Step1: Find initial vertical velocity

The initial velocity $v_0 = 20$ m/s and the launch - angle $\theta=30^{\circ}$. The initial vertical velocity $v_{0y}=v_0\sin\theta=20\times\sin30^{\circ}=10$ m/s, and the initial horizontal velocity $v_{0x}=v_0\cos\theta = 20\times\cos30^{\circ}=10\sqrt{3}$ m/s.

Step2: Time to reach maximum height (a)

At maximum height, the vertical velocity $v_y = 0$. Using the kinematic equation $v_y=v_{0y}-gt$, where $g = 10$ m/s². Solving for $t$ gives $t=\frac{v_{0y}-v_y}{g}=\frac{10 - 0}{10}=1$ s.

Step3: Maximum height (b)

Using the kinematic equation $y - y_0=v_{0y}t-\frac{1}{2}gt^{2}$. At maximum height $t = 1$ s, $y - y_0=10\times1-\frac{1}{2}\times10\times1^{2}=5$ m.

Step4: Time of flight (c)

The time of flight $T$ is twice the time to reach maximum height. So $T = 2t=2$ s.

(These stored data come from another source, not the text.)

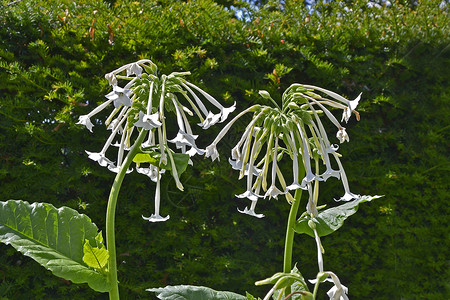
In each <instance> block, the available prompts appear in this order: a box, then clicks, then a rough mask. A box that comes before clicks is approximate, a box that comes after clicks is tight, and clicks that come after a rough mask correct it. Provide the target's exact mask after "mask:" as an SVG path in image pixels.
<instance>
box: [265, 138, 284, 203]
mask: <svg viewBox="0 0 450 300" xmlns="http://www.w3.org/2000/svg"><path fill="white" fill-rule="evenodd" d="M277 156H278V137H275V145H274V147H273V154H272V184H271V185H270V187H269V188H268V189H267V191H266V193H265V194H264V198H266V197H269V199H271V198H275V199H277V198H278V196H279V195H284V194H285V192H282V191H280V190H279V189H278V188H277V187H276V186H275V182H276V177H277V176H276V174H277V173H276V172H277Z"/></svg>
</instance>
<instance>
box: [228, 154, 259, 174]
mask: <svg viewBox="0 0 450 300" xmlns="http://www.w3.org/2000/svg"><path fill="white" fill-rule="evenodd" d="M228 162H229V163H230V165H231V167H232V168H233V170H237V171H240V170H242V160H232V159H231V158H229V159H228ZM248 170H249V165H248V164H246V165H245V171H244V175H245V176H248ZM261 171H262V170H261V169H258V168H257V167H255V166H254V165H253V166H252V173H253V175H255V176H259V175H261Z"/></svg>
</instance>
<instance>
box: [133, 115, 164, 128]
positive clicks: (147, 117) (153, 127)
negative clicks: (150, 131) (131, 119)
mask: <svg viewBox="0 0 450 300" xmlns="http://www.w3.org/2000/svg"><path fill="white" fill-rule="evenodd" d="M161 125H162V123H161V122H160V121H159V113H157V112H156V113H154V114H152V115H147V114H144V113H143V112H142V111H140V112H139V120H138V121H137V122H135V123H134V126H136V127H142V128H144V129H145V130H151V129H153V128H158V127H160V126H161Z"/></svg>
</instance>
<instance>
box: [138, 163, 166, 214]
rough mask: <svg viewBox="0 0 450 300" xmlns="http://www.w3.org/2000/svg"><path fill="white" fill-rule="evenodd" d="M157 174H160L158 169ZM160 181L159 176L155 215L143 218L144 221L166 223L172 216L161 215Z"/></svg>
mask: <svg viewBox="0 0 450 300" xmlns="http://www.w3.org/2000/svg"><path fill="white" fill-rule="evenodd" d="M156 172H157V173H159V168H157V170H156ZM160 185H161V184H160V180H159V176H157V177H156V191H155V213H154V214H152V215H151V216H150V217H144V216H142V218H143V219H144V220H147V221H149V222H164V221H167V220H169V218H170V216H167V217H161V215H160V214H159V206H160V202H161V195H160V194H161V187H160Z"/></svg>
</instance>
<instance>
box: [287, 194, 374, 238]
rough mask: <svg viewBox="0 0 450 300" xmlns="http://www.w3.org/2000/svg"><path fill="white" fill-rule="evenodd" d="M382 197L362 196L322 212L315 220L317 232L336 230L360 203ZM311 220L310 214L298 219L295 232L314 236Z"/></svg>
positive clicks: (343, 223)
mask: <svg viewBox="0 0 450 300" xmlns="http://www.w3.org/2000/svg"><path fill="white" fill-rule="evenodd" d="M380 197H382V196H361V197H359V198H358V199H355V200H353V201H349V202H346V203H345V204H342V205H339V206H336V207H332V208H329V209H326V210H324V211H322V212H320V213H319V216H318V217H317V218H315V220H314V223H315V225H316V230H317V233H318V234H319V236H326V235H329V234H331V233H333V232H335V231H336V230H338V229H339V228H340V227H341V226H342V225H343V224H344V221H345V220H346V219H347V218H348V217H350V216H351V215H353V214H354V213H356V211H357V210H358V206H359V204H360V203H363V202H368V201H372V200H373V199H377V198H380ZM309 220H311V217H310V216H308V215H306V216H304V217H302V218H300V219H299V220H297V223H296V224H295V228H294V230H295V232H297V233H306V234H307V235H309V236H311V237H314V231H313V230H312V229H311V228H310V227H309V225H308V221H309Z"/></svg>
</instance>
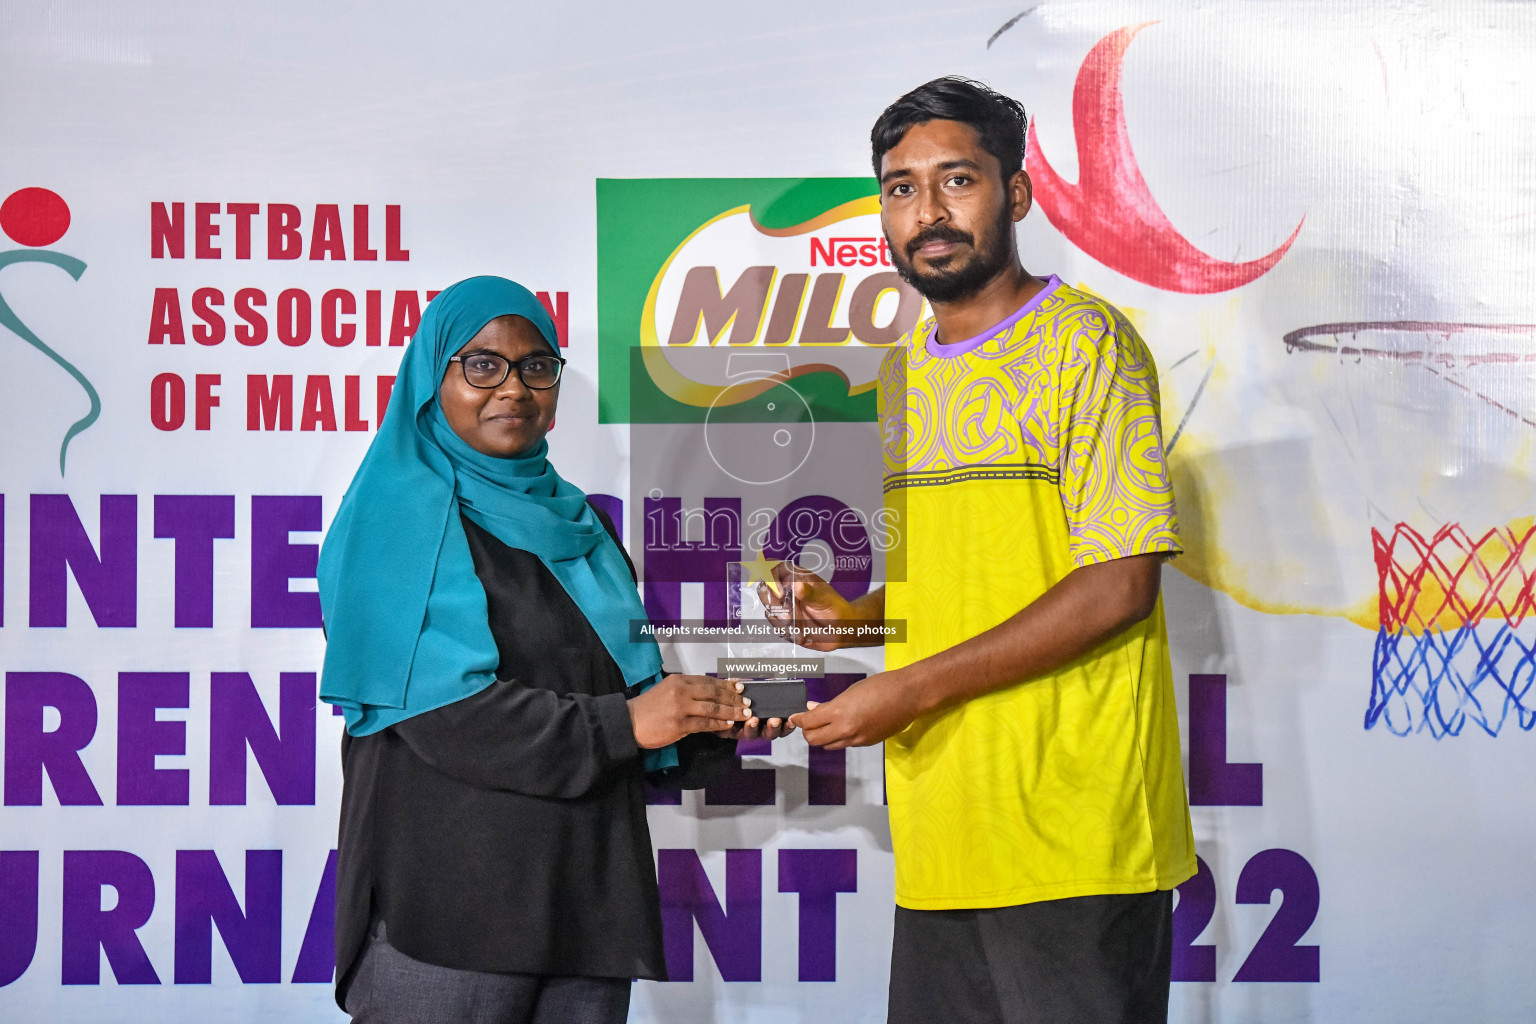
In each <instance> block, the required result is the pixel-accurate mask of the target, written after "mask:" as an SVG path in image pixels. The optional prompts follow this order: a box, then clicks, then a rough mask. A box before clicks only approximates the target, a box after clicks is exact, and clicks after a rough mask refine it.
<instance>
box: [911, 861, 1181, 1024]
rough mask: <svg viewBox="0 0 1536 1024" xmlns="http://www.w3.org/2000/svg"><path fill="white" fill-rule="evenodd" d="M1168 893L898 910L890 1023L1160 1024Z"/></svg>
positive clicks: (1164, 988) (1165, 995)
mask: <svg viewBox="0 0 1536 1024" xmlns="http://www.w3.org/2000/svg"><path fill="white" fill-rule="evenodd" d="M1172 963H1174V894H1172V892H1170V890H1160V892H1138V894H1130V895H1103V897H1074V898H1069V900H1046V901H1041V903H1026V904H1023V906H1017V907H997V909H988V910H906V909H902V907H897V909H895V938H894V941H892V946H891V1003H889V1016H888V1021H889V1024H932V1022H934V1021H943V1022H945V1024H972V1022H974V1024H1154V1022H1155V1024H1164V1022H1166V1021H1167V989H1169V975H1170V970H1172Z"/></svg>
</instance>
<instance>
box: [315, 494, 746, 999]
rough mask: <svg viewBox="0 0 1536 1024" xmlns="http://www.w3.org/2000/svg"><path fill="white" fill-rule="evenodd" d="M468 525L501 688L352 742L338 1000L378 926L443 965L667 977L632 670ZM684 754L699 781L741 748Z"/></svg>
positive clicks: (585, 621)
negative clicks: (614, 657)
mask: <svg viewBox="0 0 1536 1024" xmlns="http://www.w3.org/2000/svg"><path fill="white" fill-rule="evenodd" d="M599 517H601V519H602V522H604V527H605V528H607V530H608V531H610V534H613V533H614V531H613V524H611V522H610V520H608V517H607V516H605V514H602V513H601V511H599ZM462 522H464V533H465V536H467V537H468V547H470V554H472V557H473V559H475V571H476V573H478V574H479V577H481V583H482V585H484V586H485V596H487V599H488V605H490V628H492V636H493V637H495V640H496V649H498V652H499V654H501V665H499V668H498V671H496V677H498V682H496V683H493V685H492V686H488V688H485V689H484V691H481V692H479V694H475V695H473V697H467V699H464V700H459V702H456V703H453V705H449V706H445V708H439V709H436V711H429V712H425V714H419V715H416V717H413V718H407V720H406V722H401V723H398V725H395V726H390V728H387V729H382V731H379V732H375V734H372V735H366V737H352V735H344V737H343V742H341V761H343V778H344V781H343V797H341V838H339V847H338V851H339V855H338V870H336V1003H338V1006H339V1004H343V1003H344V1001H346V990H347V984H349V983H350V973H352V969H353V967H355V964H356V960H358V958H359V956H361V952H362V947H364V944H366V941H367V932H369V924H370V920H372V917H375V915H376V917H379V918H382V920H384V923H386V929H387V933H389V941H390V944H392V946H395V947H396V949H399V950H401V952H402V953H406V955H407V956H412V958H415V960H421V961H425V963H430V964H438V966H442V967H456V969H461V970H482V972H501V973H536V975H587V976H608V978H656V979H664V978H665V976H667V969H665V961H664V958H662V930H660V909H659V897H657V890H656V866H654V860H653V854H651V837H650V827H648V826H647V820H645V795H644V772H642V766H641V751H639V749H637V746H636V743H634V732H633V729H631V725H630V712H628V706H627V702H625V692H624V691H625V685H624V677H622V676H621V674H619V668H617V665H616V663H614V662H613V659H611V657H610V656H608V651H607V649H605V648H604V646H602V642H601V640H599V637H598V634H596V631H594V629H593V628H591V625H590V623H588V622H587V619H585V616H582V613H581V609H579V608H578V606H576V603H574V602H573V600H571V599H570V596H568V594H567V593H565V590H564V588H562V586H561V585H559V582H558V580H556V579H554V576H553V574H550V571H548V570H547V568H545V567H544V563H542V562H541V560H539V559H538V556H535V554H530V553H528V551H521V550H516V548H508V547H507V545H505V543H502V542H501V540H498V539H496V537H493V536H492V534H490V533H487V531H484V530H481V528H479V527H476V525H475V524H473V522H470V520H468V519H464V520H462ZM621 550H622V548H621ZM625 557H628V556H625ZM633 568H634V567H633V565H631V567H630V570H631V573H633ZM685 746H687V751H685V755H688V763H687V765H685V766H684V768H685V772H684V775H688V777H693V778H682V780H679V781H680V783H682V785H687V786H694V785H703V781H705V780H707V778H705V777H707V775H711V774H714V772H713V769H714V768H716V766H719V765H723V763H728V760H730V757H731V755H733V752H734V743H731V742H730V740H719V738H716V737H708V735H707V737H690V743H688V745H685Z"/></svg>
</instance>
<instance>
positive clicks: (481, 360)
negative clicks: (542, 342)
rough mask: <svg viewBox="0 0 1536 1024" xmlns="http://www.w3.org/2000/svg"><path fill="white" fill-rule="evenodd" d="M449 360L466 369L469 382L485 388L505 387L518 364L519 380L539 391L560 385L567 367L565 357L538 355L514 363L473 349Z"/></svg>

Step5: x - coordinate at $t = 1.5$ s (d)

Using the equation $x=v_{0x}t$, with $v_{0x}=10\sqrt{3}$ m/s and $t = 1.5$ s. Then $x=10\sqrt{3}\times1.5 = 15\sqrt{3}\approx25.98$ m.

Step6: Vertical velocity at $t = 1.5$ s

Using $v_y=v_{0y}-gt$, with $v_{0y}=10$ m/s, $g = 10$ m/s² and $t = 1.5$ s. So $v_y=10-10\times1.5=- 5$ m/s. The horizontal velocity $v_x=v_{0x}=10\sqrt{3}$ m/s.

Step7: Magnitude of velocity at $t = 1.5$ s (e)

The magnitude of the velocity $v=\sqrt{v_x^{2}+v_y^{2}}=\sqrt{(10\sqrt{3})^{2}+(-5)^{2}}=\sqrt{300 + 25}=\sqrt{325}=5\sqrt{13}\approx18.03$ m/s.

Step8: Direction of velocity at $t = 1.5$ s (f)

The direction $\theta=\tan^{-1}(\frac{v_y}{v_x})=\tan^{-1}(\frac{-5}{10\sqrt{3}})\approx - 14.48^{\circ}$. The negative sign indicates that the angle is below the horizontal.

Step9: Rising or falling at $t = 1.5$ s (g)

Since $v_y=-5$ m/s (negative), the ball is falling at $t = 1.5$ s.

Answer:

a. $1$ s
b. $5$ m
c. $2$ s
d. $15\sqrt{3}\approx25.98$ m
e. $5\sqrt{13}\approx18.03$ m/s
f. $\approx - 14.48^{\circ}$
g. Falling